Thank you. For everything. For putting up with me, supporting me and holding my hand. Thank you for loving me at my worst and still seeing the best in me.

Thank you for the little things. I love you.

Hug me (if I love you) 

I’m not a hugger AT ALL but I need hugs from those who have my heart (especially my husband) All. Of. The. Time. They make me feel loved and safe and boy I need that.

Surprise me

I’m not materialistic in the slightest but come home early to spend time with me, show up unexpectedly to support me when I’m struggling. That means more to me than any material gift ever could.

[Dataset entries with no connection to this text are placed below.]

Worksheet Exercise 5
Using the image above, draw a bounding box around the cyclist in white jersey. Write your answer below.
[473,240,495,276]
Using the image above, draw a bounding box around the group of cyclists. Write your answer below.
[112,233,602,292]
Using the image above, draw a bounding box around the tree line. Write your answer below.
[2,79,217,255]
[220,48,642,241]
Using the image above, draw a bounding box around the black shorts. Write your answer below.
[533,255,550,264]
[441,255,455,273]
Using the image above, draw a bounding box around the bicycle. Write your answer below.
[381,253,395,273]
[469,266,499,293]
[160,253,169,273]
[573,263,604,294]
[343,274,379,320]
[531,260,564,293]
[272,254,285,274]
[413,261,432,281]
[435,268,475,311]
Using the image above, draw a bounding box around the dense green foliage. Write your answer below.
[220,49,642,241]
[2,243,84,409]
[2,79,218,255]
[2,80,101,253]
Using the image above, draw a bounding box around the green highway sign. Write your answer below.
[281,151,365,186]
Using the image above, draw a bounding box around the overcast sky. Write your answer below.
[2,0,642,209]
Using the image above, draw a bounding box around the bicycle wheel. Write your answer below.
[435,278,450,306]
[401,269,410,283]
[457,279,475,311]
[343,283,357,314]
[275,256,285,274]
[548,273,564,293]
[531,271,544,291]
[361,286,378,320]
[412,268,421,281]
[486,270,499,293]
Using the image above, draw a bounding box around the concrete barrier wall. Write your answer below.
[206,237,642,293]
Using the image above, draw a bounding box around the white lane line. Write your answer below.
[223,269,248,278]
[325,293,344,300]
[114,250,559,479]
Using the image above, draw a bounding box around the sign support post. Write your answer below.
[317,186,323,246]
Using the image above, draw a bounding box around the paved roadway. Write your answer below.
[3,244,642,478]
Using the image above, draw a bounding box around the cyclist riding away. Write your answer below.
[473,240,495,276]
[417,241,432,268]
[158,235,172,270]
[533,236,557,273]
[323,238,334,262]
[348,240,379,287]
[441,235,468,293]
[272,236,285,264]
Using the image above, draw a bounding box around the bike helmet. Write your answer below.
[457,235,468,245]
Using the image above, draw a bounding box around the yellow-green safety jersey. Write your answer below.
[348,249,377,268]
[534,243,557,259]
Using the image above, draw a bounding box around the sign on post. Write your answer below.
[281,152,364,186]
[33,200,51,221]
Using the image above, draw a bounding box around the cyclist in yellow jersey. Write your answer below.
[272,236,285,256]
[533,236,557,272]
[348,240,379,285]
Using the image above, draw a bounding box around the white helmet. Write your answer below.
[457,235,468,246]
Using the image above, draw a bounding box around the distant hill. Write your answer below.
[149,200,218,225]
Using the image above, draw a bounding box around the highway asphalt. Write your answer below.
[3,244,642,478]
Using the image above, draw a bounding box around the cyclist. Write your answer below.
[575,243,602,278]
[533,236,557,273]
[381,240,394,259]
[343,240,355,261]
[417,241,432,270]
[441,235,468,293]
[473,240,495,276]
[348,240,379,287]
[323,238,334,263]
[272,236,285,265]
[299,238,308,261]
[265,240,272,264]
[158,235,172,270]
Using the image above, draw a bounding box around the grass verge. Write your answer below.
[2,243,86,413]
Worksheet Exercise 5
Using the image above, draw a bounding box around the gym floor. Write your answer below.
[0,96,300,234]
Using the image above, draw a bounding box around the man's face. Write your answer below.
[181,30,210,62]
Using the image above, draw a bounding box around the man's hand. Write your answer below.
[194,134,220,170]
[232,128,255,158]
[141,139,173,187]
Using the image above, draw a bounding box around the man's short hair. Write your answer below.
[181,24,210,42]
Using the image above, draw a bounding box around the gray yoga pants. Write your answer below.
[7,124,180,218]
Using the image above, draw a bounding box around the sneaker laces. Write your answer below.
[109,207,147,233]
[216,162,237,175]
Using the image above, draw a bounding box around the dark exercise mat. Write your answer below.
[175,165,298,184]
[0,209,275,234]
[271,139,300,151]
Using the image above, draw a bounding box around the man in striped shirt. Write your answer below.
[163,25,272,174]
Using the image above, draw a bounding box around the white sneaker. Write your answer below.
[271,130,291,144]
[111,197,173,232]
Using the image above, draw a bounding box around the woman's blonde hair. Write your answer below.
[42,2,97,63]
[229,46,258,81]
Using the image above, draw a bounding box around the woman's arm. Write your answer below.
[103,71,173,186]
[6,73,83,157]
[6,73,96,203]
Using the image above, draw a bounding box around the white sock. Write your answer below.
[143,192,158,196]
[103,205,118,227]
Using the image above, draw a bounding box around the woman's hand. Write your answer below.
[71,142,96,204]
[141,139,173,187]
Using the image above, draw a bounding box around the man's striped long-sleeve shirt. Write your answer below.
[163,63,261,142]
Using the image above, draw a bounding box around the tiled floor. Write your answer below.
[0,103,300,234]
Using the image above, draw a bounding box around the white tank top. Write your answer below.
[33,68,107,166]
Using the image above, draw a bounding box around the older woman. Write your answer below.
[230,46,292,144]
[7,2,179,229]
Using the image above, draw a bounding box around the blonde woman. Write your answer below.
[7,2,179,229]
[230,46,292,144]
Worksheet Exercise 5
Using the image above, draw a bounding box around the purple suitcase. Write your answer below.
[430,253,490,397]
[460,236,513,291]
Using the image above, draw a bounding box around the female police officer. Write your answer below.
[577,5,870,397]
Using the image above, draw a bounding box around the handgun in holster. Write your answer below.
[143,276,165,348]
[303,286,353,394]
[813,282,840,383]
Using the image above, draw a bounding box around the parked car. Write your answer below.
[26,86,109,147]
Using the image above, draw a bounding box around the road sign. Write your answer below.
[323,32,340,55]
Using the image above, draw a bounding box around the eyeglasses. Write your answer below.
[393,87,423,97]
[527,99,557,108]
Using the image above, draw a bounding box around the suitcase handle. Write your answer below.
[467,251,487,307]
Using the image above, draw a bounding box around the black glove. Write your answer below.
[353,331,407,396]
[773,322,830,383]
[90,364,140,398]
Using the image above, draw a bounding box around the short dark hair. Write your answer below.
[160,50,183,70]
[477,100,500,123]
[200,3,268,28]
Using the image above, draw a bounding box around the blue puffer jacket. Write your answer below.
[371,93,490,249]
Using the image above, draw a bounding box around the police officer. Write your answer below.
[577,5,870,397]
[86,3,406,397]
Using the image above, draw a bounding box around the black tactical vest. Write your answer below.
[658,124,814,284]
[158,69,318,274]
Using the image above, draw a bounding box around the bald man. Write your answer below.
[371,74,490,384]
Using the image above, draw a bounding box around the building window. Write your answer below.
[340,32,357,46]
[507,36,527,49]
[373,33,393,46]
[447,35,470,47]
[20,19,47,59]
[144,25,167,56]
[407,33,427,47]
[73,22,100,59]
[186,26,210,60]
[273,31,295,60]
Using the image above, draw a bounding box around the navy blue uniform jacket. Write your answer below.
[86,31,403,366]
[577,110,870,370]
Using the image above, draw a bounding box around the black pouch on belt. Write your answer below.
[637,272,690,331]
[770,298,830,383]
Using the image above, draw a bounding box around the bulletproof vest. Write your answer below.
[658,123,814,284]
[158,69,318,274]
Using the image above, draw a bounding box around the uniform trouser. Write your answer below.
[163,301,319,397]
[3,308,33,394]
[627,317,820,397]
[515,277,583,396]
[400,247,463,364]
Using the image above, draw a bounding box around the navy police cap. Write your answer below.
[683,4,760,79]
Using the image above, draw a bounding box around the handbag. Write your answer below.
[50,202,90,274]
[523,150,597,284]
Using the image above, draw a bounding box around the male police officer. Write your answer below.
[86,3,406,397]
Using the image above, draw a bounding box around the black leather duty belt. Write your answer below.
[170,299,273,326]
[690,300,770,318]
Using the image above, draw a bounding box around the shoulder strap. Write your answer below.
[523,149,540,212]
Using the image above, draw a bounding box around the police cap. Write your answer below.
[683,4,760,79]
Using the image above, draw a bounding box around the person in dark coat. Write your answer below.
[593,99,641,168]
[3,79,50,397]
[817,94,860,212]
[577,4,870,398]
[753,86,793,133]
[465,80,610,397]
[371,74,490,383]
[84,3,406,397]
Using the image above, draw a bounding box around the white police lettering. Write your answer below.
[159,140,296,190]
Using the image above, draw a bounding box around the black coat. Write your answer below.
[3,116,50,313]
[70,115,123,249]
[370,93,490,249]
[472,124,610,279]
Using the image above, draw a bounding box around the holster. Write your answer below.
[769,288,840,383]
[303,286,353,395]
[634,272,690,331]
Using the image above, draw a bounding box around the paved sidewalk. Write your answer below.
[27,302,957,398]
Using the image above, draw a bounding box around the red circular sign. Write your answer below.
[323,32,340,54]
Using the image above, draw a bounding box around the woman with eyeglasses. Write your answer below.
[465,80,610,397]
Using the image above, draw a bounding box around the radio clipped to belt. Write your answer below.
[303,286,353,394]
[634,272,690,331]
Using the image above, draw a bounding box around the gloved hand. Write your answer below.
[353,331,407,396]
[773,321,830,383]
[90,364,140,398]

Show me you want to spend time with me

Yes, maybe I am needy but there’s nothing that will make my heart sing more than knowing that someone enjoys my company and actually wants to spend their time with lil old me.

Make me laugh

My hubby is amazing at this, fortunately! Anxiety can’t win when laughter is around!

Be honest and loyal

I have no time for anything else. Everyone fibs, that’s human nature but with the big stuff, honesty all the way.

Write to me

I love little letters and notes… just because. The best present I could get is a heartfelt letter full of words and sentiments just for me.

Supply me with fizz

Prosecco. Or Pinot. Or Sauvignon Blanc. Or Gin! I’m not fussy. Well, I am, but if you’d buy it for your favourite aunty then, chances are you’re on to a winner.

Watch movies with me

I love a good horror, but anything with a good storyline will keep my attention. Especially if paired with plenty of snacks and preferably my husband!

Bring me or Bake me Cake

Ideally something despicably gooey and involving chocolate. But, again I’m not fussy. Cake is cake (said no-one ever) Good cake only, please! I have standards! 😉

Listen to me

I don’t just mean let me talk. I mean really listen to me. Even on my batshit crazy days when I’m irrational and emotional, knowing I have someone to listen and care without judgement means the world.

Cook with me

I LOVE cooking, but not on my own. I love to chat and sip wine/coffee/fizzy water as we cook up a feast together.

Let me love you back

As socially awkward as I am, I love deeply. Especially my husband and children, they are my world and I’d go to the ends of the Earth for them. Likewise, if I’m your friend, I’ll be your friend for life. You just got to learn to love the crazy first! 

Let me support you. Even if I’m struggling, please don’t feel like you have to hide your own problems from me. If I can help, I will, and if I can’t…I’ll be there, always.

Buy me stationery

…Or birdie things. I know I said I’m not materialistic but I’ll make an exception here! I love notebooks and journals, lovely pens and birds. Not actual real-life birds, I’m not the pigeon lady! (I totally would be, if I could though! 😂) but prints, pictures… that sort of thing, will take me to my happy place.

Bring me tea

Tea makes the world go round. I have been known as a walking teapot, and I’d say that that is a fairly good description!  Just don’t bring me matcha tea or anything else remotely green. YUK!

Do stuff with me

I don’t mean that kind of stuff 🙄 Minds out of the gutter please! 😉 Unless you’re my hubby then it’s ok! 😝 Anyway, I mean absolutely anything. It doesn’t have to cost any money or involve travelling, just doing the housework with me or running errands with me will make me feel content. I am a homebody but I will go anywhere to spend time with my favourites.

Text me

I don’t think a lot of people understand the power of a simple text. As someone with anxiety, radio silence of any kind allows my brain to kick into overdrive and the negative or irrational thoughts start flooding in. Just a few words by text can change that in an instant as it makes you realise that someone is thinking about you at that very moment. As silly as it sounds, it fills me with instant warmth, and I feel cared for.

Just be there

Knowing you support me, and you have my back means the world. Having you there with me physically too is everything.